A partially reversed seismic refraction profile utilizing mine blasts as sources was recorded across southern British Columbia from Sparwood to the Highland Valley. The westwardly directed profile consisted of 32 short period seismograms covering 440 km, while the reversed line extended 330 km with 41 seismograms. From a starting model based on first arrival times and previous geological and geophysical data, a seismic structural section is developed using both synthetic seismograms and a program for ray tracing through inhomogeneous media.The refraction data indicate that the M-discontinuity dips to the east from an approximate depth of 30 km east of the Highland Valley to in excess of 40 km beneath the Purcell Anticlinorium.

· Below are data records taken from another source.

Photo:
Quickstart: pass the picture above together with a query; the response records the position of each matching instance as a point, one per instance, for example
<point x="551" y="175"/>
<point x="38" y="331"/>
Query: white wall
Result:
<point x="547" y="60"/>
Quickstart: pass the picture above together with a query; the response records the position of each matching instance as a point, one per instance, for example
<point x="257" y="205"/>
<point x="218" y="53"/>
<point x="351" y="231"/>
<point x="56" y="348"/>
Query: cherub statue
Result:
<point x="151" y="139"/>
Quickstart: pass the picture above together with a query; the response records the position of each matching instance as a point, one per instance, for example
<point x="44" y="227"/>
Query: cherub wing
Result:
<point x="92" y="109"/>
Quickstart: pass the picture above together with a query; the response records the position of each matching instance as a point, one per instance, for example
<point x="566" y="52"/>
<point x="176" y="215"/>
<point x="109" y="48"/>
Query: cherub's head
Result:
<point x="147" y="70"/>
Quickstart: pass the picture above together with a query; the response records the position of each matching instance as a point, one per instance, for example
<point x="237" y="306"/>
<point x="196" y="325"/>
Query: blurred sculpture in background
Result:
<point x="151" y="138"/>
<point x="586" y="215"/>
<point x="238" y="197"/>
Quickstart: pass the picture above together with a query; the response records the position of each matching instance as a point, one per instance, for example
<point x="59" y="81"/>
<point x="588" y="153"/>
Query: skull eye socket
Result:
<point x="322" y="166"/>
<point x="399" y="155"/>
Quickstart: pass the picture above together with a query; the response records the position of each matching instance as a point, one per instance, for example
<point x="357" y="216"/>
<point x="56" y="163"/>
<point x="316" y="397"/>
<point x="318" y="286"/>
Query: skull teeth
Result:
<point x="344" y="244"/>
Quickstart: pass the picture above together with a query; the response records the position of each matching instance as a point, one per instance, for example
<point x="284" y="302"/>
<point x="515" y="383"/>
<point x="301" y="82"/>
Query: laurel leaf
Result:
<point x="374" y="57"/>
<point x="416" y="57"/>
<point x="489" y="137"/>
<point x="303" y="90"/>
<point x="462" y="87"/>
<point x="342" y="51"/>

Undulations of about 165 km wavelength and several kilometres amplitude characterize the crust–mantle boundary. The Pn velocity is 7.8 km/s. Above the M-discontinuity, secondary arrivals are interpreted to be from a lower crustal layer of thickness near 12 km and velocity 6.9 km/s. The upper boundary of this layer also dips gently to the east.The seismic structure of the upper crust correlates closely with the regional geology as evidenced by traveltime and amplitude anomalies where the profile crosses the Rocky Mountain Trench and the Interior Plateau – Eastern Metamorphic Belt boundaries. The crustal P and S phases in the Interior Plateau yield a relatively low value of Poisson's ratio of 0.23. The detailed data close to the Highland Valley indicate significant velocity heterogeneity. For the Guichon Creek batholith, the inner Bethlehem phase is found to have a higher velocity than the surrounding Highland Valley phase.